Psychologist Açelya Şahin: This age range is a period in which the social relations of children with their peers have increased considerably. They start kindergarten and kindergarten and interact with other children in the gardens of their homes. Therefore, they have the opportunity to observe other individuals. They observe, model, imitate people of all ages. They want to be like the adults they model. “When I grow up, I'm going to dye my hair blonde like my aunt. My car will be red and I will be my boyfriend, and we'll take my car and go to the movies! ”
Falling in love and having a relationship with someone are the scenes they often come across in movies, TV series and real life. When they are involved in social life and become interested in many fields, love and male-female relations are the most important ones.
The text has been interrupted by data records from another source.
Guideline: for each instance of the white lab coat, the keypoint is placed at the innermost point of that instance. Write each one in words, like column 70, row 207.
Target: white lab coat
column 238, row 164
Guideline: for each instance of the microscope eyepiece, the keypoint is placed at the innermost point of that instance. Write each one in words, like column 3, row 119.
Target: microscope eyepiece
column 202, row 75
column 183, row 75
Therefore, they also add words of love to their vocabulary. When they use these words, their use decreases or increases in direct proportion with the attention, interest and positive reinforcers shown.
: What should be the approach to a child suffering from love?
Psychologist Açelya Şahin: If your child is suffering from love, do not underestimate his feelings. Reactions such as “You're smaller, love pain, go play with your toys dir are blows to the child's sense of trust. Tell them that you understand how hurt you may be, that every person may have this kind of emotion at some point in their life, but that they will learn to deal with these feelings over time. Because of his cognitive abilities, although he cannot fully perceive what you are saying, he will see that you are with him and that you are trying to find a solution to your problem together without judging.